The announcement late Monday came after an investigation by the Office of the U.S. Trade Representative, charging Brazil with lax anti-corruption enforcement and unfair tariffs of its own, among other things.

U.S Trade Representative Jamieson Greer said that he and President Donald Trump had had “constructive’’ meetings with President Luiz Inácio Lula da Silva and other Brazilian officials. But he said that “we continue to have substantial differences in resolving the issues identified in this investigation.’’

Greer’s office has scheduled a public hearing July 6 on the proposed tariffs.

Trade lawyer Ryan Majerus, a partner at King & Spalding, noted said that the administration’s plan excludes more than half of U.S. imports from Brazil, including aircraft and key minerals.

The Trump administration invoked Section 301 of the Trade Act of 1974 to launch the investigation into Brazil’s trade practices.

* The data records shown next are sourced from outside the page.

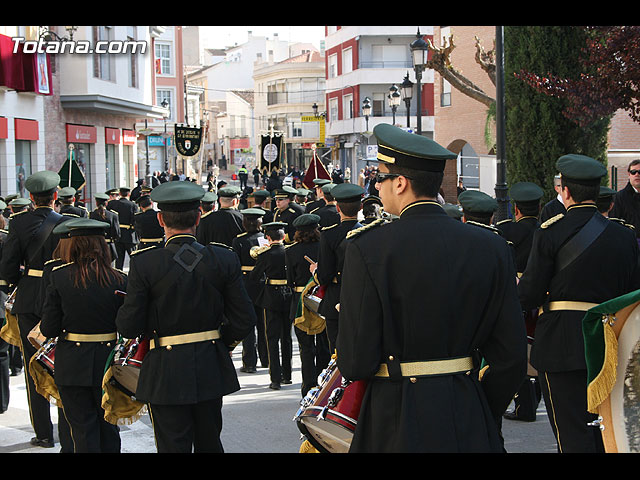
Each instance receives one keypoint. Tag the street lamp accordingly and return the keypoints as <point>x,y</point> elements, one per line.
<point>419,53</point>
<point>407,93</point>
<point>394,100</point>
<point>366,110</point>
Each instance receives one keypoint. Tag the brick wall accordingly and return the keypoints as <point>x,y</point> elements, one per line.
<point>463,122</point>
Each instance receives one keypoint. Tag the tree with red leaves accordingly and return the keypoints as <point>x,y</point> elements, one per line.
<point>612,60</point>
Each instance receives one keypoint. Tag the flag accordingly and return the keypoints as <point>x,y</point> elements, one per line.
<point>316,170</point>
<point>271,147</point>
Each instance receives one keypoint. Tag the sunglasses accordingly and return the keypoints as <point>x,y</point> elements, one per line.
<point>381,177</point>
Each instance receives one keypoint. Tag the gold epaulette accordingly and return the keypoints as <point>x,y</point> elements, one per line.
<point>61,266</point>
<point>487,227</point>
<point>223,245</point>
<point>330,226</point>
<point>18,213</point>
<point>552,220</point>
<point>135,252</point>
<point>357,231</point>
<point>255,251</point>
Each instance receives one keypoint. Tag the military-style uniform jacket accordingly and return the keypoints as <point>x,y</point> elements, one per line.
<point>221,226</point>
<point>607,268</point>
<point>415,290</point>
<point>73,211</point>
<point>148,228</point>
<point>126,210</point>
<point>197,302</point>
<point>298,274</point>
<point>71,309</point>
<point>328,215</point>
<point>270,270</point>
<point>311,207</point>
<point>288,215</point>
<point>520,234</point>
<point>242,245</point>
<point>330,260</point>
<point>113,232</point>
<point>22,228</point>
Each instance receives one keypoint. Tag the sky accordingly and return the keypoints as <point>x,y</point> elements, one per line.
<point>225,36</point>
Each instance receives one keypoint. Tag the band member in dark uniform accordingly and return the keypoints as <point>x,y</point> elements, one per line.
<point>29,244</point>
<point>286,211</point>
<point>80,310</point>
<point>314,349</point>
<point>147,227</point>
<point>318,183</point>
<point>519,231</point>
<point>562,278</point>
<point>275,299</point>
<point>67,197</point>
<point>331,254</point>
<point>103,214</point>
<point>128,240</point>
<point>188,369</point>
<point>371,209</point>
<point>328,213</point>
<point>224,224</point>
<point>242,245</point>
<point>418,303</point>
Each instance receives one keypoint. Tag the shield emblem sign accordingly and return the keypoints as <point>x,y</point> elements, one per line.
<point>188,140</point>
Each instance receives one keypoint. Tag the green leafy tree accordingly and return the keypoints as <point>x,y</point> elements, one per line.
<point>538,130</point>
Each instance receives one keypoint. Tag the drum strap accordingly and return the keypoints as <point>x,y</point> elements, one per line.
<point>581,241</point>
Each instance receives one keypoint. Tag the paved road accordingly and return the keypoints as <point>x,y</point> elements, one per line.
<point>256,420</point>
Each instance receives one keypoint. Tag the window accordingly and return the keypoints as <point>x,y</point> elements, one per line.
<point>103,63</point>
<point>23,165</point>
<point>162,95</point>
<point>347,61</point>
<point>333,66</point>
<point>163,59</point>
<point>333,109</point>
<point>110,165</point>
<point>133,58</point>
<point>347,106</point>
<point>445,96</point>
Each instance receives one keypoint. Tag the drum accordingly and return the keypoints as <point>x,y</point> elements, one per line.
<point>127,362</point>
<point>46,356</point>
<point>313,298</point>
<point>328,414</point>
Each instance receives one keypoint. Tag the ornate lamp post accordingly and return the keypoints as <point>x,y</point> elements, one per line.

Last year, Trump had slapped Brazil with a 50% tariff, mainly to protest its prosecution of his ally, former president Jair Bolsonaro, for trying to overturn his electoral defeat in 2022.

But the U.S. Supreme Court ruled in February that Trump overstepped his authority by using a different law – the International Emergency Economic Powers Act (IEEPA) of 1977 – to impose sweeping tariffs on U.S. trading partners, including that one that targeted Brazil.

However, Section 301 tariffs have survived legal challenges, and the administration is likely to use that authority to impose other tariffs and to recoup some of the tax revenue lost when the Supreme Court rejected the IEEPA tariffs.